Friday, December 20, 2019

A 2019 recap (and a bit of an outlook)

The holiday season for 2019 will soon be upon us, so I decided to do a quick recap of what I consider the highlights for this year, from my perspective, regarding s390x virtualization, and the wider ecosystem.

Conferences

I attended the following conferences last year.

Linux Plumbers Conference

LPC 2019 was held in Lisbon, Portugal, on September 9-11. Of particular interest for me was the VFIO/IOMMU/PCI microconference. I talked a bit about cross-architecture considerations (and learned about some quirks on other architectures as well); the rest of the topics, while not currently concerning my work directly, were nevertheless helpful to move things forward. As usual on conferences, the hallway track is probably the most important one; met some new folks, saw others once again, and talked more about s390 I/O stuff than I anticipated. I can recommend this conference for meeting people to talk to about (not only) deeply technical things.

KVM Forum

KVM Forum 2019 was held in Lyon, France, on October 30 - November 1. As usual, a great place to meat people and have discussions in the hallway, e.g. about vfio migration. No talk from me this year, but an assortment of interesting topics presented by others; I contributed to an article on LWN.net (https://lwn.net/Articles/805097/). Of note from an s390x perspective were the talks about protected virtualization and nested testing mentioned in the article, and also the presentation on running kvm unit tests beyond KVM.

s390x changes in QEMU and elsewhere

There's a new machine (z15) on the horizon, but support for older things has been introduced or enhanced as well.

Emulation

Lots of work has gone into tcg to emulate the vector instructions introduced with z13. Distributions are slowly switching to compiling for z13, which means gcc is generating vector instructions. As of QEMU 4.2, you should be able to boot recent distributions under tcg once again.

vfio

vfio-ccw now has gained support for sending HALT SUBCHANNEL and CLEAR SUBCHANNEL to the real device; this is useful e.g. for error handling, when you want to make sure an operation is really terminated at the device. Also, it is now possible to boot from a DASD attached via vfio-ccw.

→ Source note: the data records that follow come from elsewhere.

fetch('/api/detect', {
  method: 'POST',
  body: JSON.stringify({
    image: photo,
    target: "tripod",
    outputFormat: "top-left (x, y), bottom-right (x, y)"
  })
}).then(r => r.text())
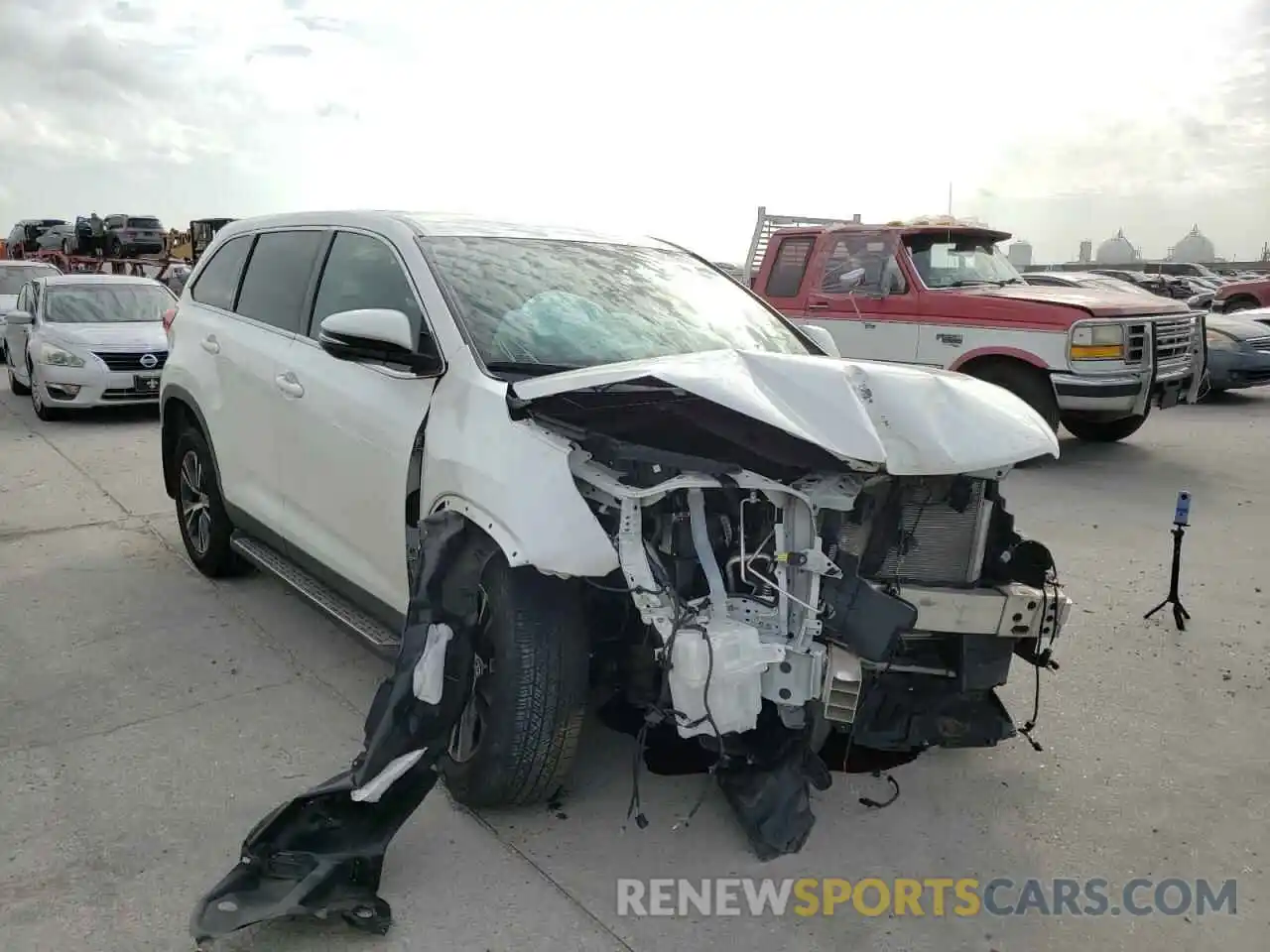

vfio-ap has seen some improvements as well, including support for hotplugging the matrix device and for interrupts.

Guest side

A big change on the guest side of things was support for protected virtualization (also see the talk given at KVM Forum). This is a bit like AMD's SEV, but (of course) different. Current Linux kernels should be ready to run as a protected guest; host side support is still in progress (see below).

Other developments of interest

mdev, mdev everywhere

There has been a lot of activity around mediated devices this year. They have been successfully used in various places in the past (GPUs, vfio-ccw, vfio-ap, ...). A new development is trying to push parts of it into userspace ('muser', see the talk at KVM Forum). An attempt was made to make use of the mediating part without the vfio part, but that was met with resistance. Ideas for aggregation are still being explored.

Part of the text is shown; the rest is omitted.